Nous sommes en 2002, en juin plus précisément, il fait chaud, il fait lourd et c'est la fête du Cinéma. Pour 1.50 euros tu peux voir tous les films alors tu te dis qu'à ce tarif là autant faire un marathon et voir le maximum de trucs. Quand je dis "le maximum" ça veut bien entendu dire écumer tous les séances possible, dans tous les cinémas de la ville. L'amour du lard peut-être...
Toujours est-il que tu te retrouves dans la queue du multiplex prêt de chez toi à devoir choisir quel film voir. Consciencieusement tu as noté dans ton petit passeport "fête du cinéma" les films que tu as déjà vu, histoire de ne pas voir "Feu de Glace" une seconde fois, ça ferait tache pour ta réputation. "Samouraïs" un hommage à Jean-Pierre Melville ? Qu'importe, c'est 1,50 euros, alors tu prends sagement ton ticket. Tu rentres dans la salle et tu te retapes pour la 25 ème fois, en trois jours, la bande annonce de "Men In Black II", parait que ça sera le blockbuster incontournable de l'été 2002.
Mécaniquement, tes lèvres récitent toutes seules la pub pour les bonbons Haribo quand, enfin, le film se lance.
Avec effroi tu contemples un spectacle embarrassant, filmé n'importe comment, avec des japonais qui se tapent dessus dans des chiottes.

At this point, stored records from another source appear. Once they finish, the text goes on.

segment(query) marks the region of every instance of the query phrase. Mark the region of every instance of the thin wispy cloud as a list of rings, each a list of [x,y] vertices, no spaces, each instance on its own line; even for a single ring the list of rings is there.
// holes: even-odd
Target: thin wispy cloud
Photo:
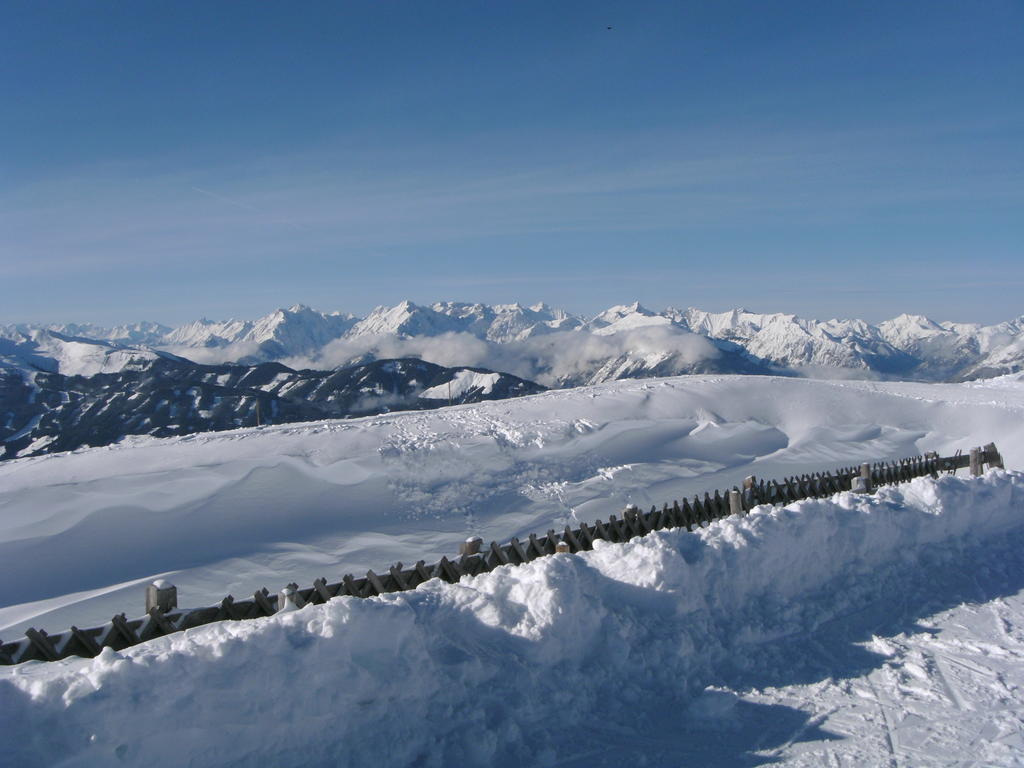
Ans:
[[[210,190],[203,189],[202,187],[192,187],[192,189],[194,189],[196,192],[199,192],[200,194],[206,195],[207,197],[212,197],[214,200],[220,200],[220,202],[222,203],[233,205],[236,208],[244,208],[249,211],[256,210],[254,206],[251,206],[248,203],[243,203],[240,200],[233,200],[230,197],[224,197],[224,195],[218,195],[216,192],[211,192]]]
[[[0,223],[13,236],[0,269],[24,274],[53,267],[94,268],[130,260],[159,263],[186,252],[230,263],[275,255],[302,258],[324,249],[443,244],[524,234],[600,234],[683,230],[779,216],[816,221],[861,215],[881,206],[936,201],[1014,199],[1014,169],[979,167],[956,184],[883,179],[906,148],[847,146],[828,136],[799,148],[786,141],[737,136],[722,154],[665,142],[660,156],[621,159],[614,167],[587,159],[488,173],[452,167],[442,158],[415,170],[390,170],[353,182],[344,162],[324,156],[289,158],[252,178],[218,168],[207,172],[126,175],[80,196],[82,181],[37,185],[6,196]],[[694,139],[694,143],[698,144]],[[743,151],[738,151],[742,146]],[[734,151],[728,151],[729,148]],[[831,149],[830,149],[831,148]],[[336,170],[327,172],[325,168]],[[181,182],[192,177],[193,181]],[[883,183],[884,182],[884,183]],[[178,191],[176,191],[178,190]],[[181,194],[184,190],[188,194]],[[866,191],[867,190],[867,191]],[[204,201],[214,201],[210,206]],[[46,221],[48,226],[44,226]],[[26,258],[28,256],[29,258]],[[17,266],[14,262],[20,262]]]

Plus tard il y a les pires acteurs du monde qui récitent des dialogues affligeants. Juste après, une ridicule incarnation démoniaque enfante une nana dans son sommeil. Tu comprends rien, t'en as déjà raz-le cul et tu jettes un oeil à ta montre, avec le secret espoir que ça soit presque fini.
Putain, ça fait même pas un quart d'heure !
Le poids d'une bonne éducation t'empêche de quitter la salle en déféquant sur le sol comme il se doit. Alors il ne te reste plus qu'à loger ta tête dans le creux de tes mains, en espérant que la douleur passe.
Le temps passe et tu t'aperçois que te cacher dans tes mains n'est pas très efficace.
Soudain, l'écran deviens noir, la salle reste plongée dans l'obscurité. Pendant un moment : le silence.
Incrédule, l'audience se demande ce qu'il se passe. Tu regardes autour de toi, tu hésites, après tout le film est tellement nul que ça pourrait être un énième choix débile de mise en scène. C'est alors qu'une porte s'ouvre. Dans la salle, pas dans le film. Un vigile, une lampe-torche à la main, t'informe que les plombs ont sauté et qu'il faut par conséquent évacuer.
Comme la manifestation d'une entité supérieure et miséricordieuse, un éclair avait frappé le Cinéma. Athée convaincu que tu es, c'est à ce moment là que, pour la première fois, tu doutes. Le sentiment d'avoir été sauvé t'envahi. Juste avant de quitter la salle le vigile te dit que tu peux te faire rembourser ta place, si tu veux.
UN PEU QUE TU VEUX TE FAIRE REMBOURSER TES 1,50 EUROS !
Un miracle ? Un appel ? Aujourd'hui encore tu ne sais pas très bien ce qu'il s'est passé dans ce Cinéma mais une chose est sûr : des merdes du calibre de "Samouraïs" tu n'en verras pas beaucoup d'autres dans ta vie.